In fairness, as I have previously emphasized, there are inherent difficulties in these types of cases in differentiating between threats of coercion and mere voluntary suasion and cooperation. Government officials should be free to criticize speech on social media (and elsewhere) and urge firms to change their policies voluntarily. But these types of evidentiary issues make it all the more important to avoid shutting down potentially meritorious legal claims at an early stage, for questionable procedural reasons.

In these types of cases, it is important for courts to pay proper attention to context. As I explained in an earlier post about this litigation:

Importantly, the people making these statements were officials whose superiors had the power to carry out at least some of these veiled threats. The evidentiary and interpretive issues here are…. similar to those that sometimes arise when organized crime organizations…. engage in extortion or protection rackets….

It’s noteworthy that the record analyzed by the [Fifth Circuit] doesn’t seem to include any examples of direct, unequivocal threats, such as “If you don’t take down X, I will inflict punishment Y.” But as the [Fifth Circuit] recognizes, context matters. If a representative of a Mafia boss tells a business owner to pay protection money, because “that’s one of the easy, low-bar things you can do to make people like me and the Don happy,” the context strongly suggests a threat of coercion. The same thing is true if a representative of a government agency with regulatory authority over Twitter or Facebook uses similar language to pressure those firms to take down material [as they in fact did].

Interestingly, the Court was much more sensitive to considerations of context in its recent decision in NRA v. Vullo, which addressed similar indirect coercion by New York state officials. There, a unanimous ruling rightly took account of statements by Governor Andrew Cuomo and other officials indicating that seemingly neutral actions against firms doing business with the NRA were in fact part of an unconstitutional effort to punish the NRA’s speech.

Because of the ideological valence of the speech at issue in this case (mostly anti-vaccination and anti-Covid restriction speech), today’s ruling is likely to be cheered by the left and decried by the right. I myself am no fan of anti-vaxxerism, though I have more sympathy with critiques of Covid-era lockdowns, mask mandates, and migration restrictions. But the standing requirements adopted by the Court could just as easily be used by right-wing officials to target left-wing speech, as vice versa.

Donald Trump has promised to use the power of the federal government to punish his critics, if he returns to power. Even if you are confident that Biden would not abuse the standing restrictions adopted by the Court in this case to shield future censorship efforts, I  bet you don’t have similar faith in Trump.

The Court’s highly restrictive approach to standing in Murthy might be justified if it were clearly required by the Constitution.  But the entire doctrine of standing is a highly questionable judicial invention, with little in the way of roots in the text and original meaning of the Constitution.

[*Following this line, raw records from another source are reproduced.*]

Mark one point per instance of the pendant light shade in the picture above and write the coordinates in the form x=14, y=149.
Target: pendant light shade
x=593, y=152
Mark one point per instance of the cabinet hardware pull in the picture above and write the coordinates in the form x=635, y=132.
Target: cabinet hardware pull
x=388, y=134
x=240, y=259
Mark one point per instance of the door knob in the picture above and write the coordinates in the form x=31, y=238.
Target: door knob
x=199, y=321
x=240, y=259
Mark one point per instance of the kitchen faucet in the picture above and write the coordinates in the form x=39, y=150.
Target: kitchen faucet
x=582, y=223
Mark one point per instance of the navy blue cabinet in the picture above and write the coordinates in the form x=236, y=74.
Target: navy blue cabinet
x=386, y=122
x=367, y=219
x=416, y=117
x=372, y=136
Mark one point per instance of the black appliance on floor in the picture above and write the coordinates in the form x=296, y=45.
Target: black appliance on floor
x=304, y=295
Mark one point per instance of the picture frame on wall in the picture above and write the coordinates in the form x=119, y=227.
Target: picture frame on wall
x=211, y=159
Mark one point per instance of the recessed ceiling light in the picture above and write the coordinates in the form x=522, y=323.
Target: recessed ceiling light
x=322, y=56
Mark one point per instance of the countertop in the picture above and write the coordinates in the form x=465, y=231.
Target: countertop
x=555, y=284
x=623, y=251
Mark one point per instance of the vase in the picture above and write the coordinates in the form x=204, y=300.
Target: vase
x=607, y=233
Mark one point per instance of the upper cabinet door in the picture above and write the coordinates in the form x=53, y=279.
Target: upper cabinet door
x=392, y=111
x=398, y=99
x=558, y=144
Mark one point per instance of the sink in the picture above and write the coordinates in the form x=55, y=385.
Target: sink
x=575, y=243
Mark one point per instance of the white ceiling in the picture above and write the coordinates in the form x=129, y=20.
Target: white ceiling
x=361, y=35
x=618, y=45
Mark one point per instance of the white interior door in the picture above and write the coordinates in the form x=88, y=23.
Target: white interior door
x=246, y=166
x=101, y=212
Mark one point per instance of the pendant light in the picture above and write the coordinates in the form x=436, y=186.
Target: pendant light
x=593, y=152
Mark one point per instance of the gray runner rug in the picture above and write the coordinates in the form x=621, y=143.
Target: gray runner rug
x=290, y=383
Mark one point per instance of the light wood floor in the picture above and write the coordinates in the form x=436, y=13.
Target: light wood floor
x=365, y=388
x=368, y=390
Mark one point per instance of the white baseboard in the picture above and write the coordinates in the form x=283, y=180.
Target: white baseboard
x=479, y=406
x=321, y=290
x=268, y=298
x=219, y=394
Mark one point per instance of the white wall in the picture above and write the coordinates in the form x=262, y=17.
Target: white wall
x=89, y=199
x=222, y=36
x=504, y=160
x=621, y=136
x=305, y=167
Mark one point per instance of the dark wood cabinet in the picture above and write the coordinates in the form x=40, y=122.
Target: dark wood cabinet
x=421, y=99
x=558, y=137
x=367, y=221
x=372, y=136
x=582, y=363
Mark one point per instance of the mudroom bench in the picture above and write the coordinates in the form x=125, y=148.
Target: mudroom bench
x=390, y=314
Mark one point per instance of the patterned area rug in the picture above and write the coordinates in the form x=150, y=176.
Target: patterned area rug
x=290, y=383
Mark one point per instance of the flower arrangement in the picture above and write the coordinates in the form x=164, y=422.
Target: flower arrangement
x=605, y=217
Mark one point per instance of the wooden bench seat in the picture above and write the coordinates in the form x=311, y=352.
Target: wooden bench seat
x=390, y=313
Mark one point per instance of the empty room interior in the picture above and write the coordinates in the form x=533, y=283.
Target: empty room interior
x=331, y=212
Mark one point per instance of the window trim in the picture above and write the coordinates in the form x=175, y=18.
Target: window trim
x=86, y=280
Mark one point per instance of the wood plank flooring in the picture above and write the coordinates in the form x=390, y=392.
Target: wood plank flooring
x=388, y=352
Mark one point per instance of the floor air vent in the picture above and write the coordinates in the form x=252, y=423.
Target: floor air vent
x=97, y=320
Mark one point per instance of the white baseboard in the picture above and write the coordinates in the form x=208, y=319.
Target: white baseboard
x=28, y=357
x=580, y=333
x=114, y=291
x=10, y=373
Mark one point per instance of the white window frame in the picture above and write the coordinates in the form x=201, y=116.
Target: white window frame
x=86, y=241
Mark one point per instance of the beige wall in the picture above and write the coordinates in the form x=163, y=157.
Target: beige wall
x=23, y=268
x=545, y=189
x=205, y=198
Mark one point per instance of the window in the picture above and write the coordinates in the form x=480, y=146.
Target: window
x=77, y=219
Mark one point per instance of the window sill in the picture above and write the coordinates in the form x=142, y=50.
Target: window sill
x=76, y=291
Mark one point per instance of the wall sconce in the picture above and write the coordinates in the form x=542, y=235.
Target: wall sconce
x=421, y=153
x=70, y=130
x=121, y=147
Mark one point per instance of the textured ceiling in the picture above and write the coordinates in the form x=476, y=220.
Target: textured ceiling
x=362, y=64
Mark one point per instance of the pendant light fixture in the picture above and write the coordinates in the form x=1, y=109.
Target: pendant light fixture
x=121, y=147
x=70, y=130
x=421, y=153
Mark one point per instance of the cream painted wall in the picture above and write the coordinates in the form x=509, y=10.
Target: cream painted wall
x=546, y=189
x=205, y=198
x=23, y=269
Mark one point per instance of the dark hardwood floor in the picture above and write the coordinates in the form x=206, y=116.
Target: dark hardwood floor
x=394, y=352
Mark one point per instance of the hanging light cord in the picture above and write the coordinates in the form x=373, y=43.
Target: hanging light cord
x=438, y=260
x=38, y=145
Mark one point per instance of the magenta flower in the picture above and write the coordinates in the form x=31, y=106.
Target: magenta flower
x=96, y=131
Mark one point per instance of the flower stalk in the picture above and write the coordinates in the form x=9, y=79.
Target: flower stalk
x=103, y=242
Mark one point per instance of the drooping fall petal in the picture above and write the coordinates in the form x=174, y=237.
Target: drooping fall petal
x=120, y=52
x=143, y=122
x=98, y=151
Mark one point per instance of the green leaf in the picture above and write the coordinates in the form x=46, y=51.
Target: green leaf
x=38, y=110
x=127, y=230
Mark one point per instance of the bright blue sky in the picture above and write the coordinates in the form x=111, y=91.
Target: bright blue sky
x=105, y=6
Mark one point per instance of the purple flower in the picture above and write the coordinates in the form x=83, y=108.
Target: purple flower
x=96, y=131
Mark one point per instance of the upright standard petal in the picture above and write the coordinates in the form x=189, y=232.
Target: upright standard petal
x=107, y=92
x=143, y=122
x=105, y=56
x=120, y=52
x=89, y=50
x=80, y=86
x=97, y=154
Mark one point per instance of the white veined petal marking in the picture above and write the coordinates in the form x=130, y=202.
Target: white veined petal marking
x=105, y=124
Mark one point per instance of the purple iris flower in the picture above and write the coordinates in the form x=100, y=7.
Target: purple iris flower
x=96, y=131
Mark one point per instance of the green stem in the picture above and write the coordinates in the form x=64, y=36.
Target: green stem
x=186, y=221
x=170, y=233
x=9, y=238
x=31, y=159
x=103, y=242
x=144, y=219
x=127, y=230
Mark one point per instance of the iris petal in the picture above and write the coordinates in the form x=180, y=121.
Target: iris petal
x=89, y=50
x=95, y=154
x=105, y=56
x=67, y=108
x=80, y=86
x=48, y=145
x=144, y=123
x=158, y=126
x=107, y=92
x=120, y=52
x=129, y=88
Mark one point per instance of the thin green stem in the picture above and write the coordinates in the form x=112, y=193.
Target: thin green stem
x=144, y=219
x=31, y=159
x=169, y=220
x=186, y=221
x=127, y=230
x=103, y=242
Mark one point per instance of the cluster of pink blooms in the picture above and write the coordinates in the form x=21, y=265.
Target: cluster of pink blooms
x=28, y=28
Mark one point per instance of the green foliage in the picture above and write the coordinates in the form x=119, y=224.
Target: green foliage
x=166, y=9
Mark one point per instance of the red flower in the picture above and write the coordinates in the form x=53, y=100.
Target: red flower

Even if there must be some standing constraints on lawsuits, the specific standards of causation and proof of potential future harm addressed by the Court here are, at best, judicially created precepts for the more efficient enforcement of constitutional requirements. They are not themselves mandated by the Constitution, but rather rules of “constitutional construction.” The Court would do well to modify those rules to reduce the risk of giving the government a tool to shield severe violations of free speech rights from judicial review.

UPDATE: My former student Ben Sperry, an expert on government regulation of the internet, has posted an insightful critique of today’s ruling here. He also notes a possible silver lining, in the form of agreement among the justices that private firms, including social media platforms. have a First Amendment right to make content moderation decisions. That bodes well for the NetChoice cases!